CUOMO: That's true. That's true. That was great. Great little video there to start the morning, right? I liked it.

BOLDUAN: I liked it, too.

CUOMO: And then, of course, those guys, they think they're worried about the moose. Little did they know their real enemy.


CUOMO: The people on internet.

BOLDUAN: Exactly -- like the call of the haternet someday.

CUOMO: Right. Mama moos has got nothing on the trolls.


CUOMO: All right. Take a look at your clock, it's just about the top of the hour. Here on "NEW DAY," it means it's time for your top news.


UNIDENTIFIED FEMALE: He said he will start shooting.

CUOMO: Face to face with a gunman. The amazing 911 call from the school clerk who talked down the Georgia shooting suspect, potentially, saving dozens of lives.

BOLDUAN: Under pressure. President Obama facing growing calls to act after Syria is accused of using chemical weapons. Will the U.S. be drawn into the fight?

MICHAELA PEREIRA, CNN CORRESPONDENT: Deadly seas. A shark attack off the coast of paradise turning deadly. A tourist killed. Officials say those attacks are on the rise.

CUOMO: Your "NEW DAY" starts right now.

ANNOUNCER: This is "NEW DAY" with Chris Cuomo, Kate Bolduan, and Michaela Pereira.


CUOMO: Good morning, everybody. Welcome to "NEW DAY." It is Thursday, August 22nd, six o'clock in the east. I'm Chris Cuomo.

BOLDUAN: And I'm Kate Bolduan. We're here with news anchor, Michaela Pereira.

PEREIRA: Good morning, everyone.

BOLDUAN: Coming up in the morning, coming up this morning, is Bob Filner finally ready to step down from office? The San Diego mayor now stands accused of harassment by no less than 18 women. But, he has now come to an agreement with the city. Does this mean he's heading out? We'll talk about it.

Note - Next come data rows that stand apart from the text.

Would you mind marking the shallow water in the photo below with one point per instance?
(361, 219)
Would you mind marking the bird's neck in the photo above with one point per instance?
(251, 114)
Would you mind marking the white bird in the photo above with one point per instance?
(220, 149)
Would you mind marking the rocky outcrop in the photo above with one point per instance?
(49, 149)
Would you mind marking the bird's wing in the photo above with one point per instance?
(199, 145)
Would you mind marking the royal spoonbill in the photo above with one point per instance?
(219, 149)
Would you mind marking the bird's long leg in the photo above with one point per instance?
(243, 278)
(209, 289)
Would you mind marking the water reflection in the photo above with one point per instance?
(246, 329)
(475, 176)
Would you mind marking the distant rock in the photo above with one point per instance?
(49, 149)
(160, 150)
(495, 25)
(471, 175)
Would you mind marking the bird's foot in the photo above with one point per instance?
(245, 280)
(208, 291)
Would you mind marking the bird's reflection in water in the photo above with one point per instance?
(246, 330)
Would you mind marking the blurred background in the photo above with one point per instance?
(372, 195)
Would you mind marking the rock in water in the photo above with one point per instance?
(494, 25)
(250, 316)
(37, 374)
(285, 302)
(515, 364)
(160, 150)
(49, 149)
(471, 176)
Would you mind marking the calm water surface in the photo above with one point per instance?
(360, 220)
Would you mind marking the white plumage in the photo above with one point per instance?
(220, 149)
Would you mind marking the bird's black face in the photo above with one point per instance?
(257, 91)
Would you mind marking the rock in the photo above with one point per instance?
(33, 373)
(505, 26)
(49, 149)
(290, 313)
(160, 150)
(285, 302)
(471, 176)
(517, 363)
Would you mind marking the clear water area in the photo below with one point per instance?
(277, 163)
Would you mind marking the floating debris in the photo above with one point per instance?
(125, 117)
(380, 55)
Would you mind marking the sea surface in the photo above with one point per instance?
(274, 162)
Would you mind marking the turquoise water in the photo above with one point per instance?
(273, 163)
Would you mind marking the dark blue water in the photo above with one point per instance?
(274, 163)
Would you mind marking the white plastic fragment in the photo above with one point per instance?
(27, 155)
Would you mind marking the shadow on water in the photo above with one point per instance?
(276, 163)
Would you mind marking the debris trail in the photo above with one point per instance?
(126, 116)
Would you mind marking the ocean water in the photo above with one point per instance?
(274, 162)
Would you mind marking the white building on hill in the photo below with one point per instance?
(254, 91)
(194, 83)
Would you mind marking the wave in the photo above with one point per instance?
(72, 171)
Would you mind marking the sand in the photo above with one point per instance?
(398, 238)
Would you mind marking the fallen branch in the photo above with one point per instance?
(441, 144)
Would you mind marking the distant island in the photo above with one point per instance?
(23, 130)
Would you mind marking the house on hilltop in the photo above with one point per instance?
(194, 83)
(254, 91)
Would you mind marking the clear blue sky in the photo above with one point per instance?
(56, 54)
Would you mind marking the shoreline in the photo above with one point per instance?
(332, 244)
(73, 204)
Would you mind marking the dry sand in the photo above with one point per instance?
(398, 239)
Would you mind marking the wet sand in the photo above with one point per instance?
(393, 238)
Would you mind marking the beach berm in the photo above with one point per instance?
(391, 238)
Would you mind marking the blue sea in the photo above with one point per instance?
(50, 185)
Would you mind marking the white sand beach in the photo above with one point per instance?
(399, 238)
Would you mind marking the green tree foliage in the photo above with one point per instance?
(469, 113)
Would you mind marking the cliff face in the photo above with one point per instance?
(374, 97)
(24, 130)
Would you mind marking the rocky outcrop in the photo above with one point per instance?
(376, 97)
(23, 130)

CUOMO: OK. Now, we've heard the threats from companies before that the Affordable Care Act a.k.a. Obamacare will cause them to cut benefits and workers hours. Well, now, one major company has moved beyond idle threats. The shipping giant, UPS says it will not provide health care to 15,000 spouses of its workers. But why? Well, the company blames Obamacare for its decision. We'll tell you why.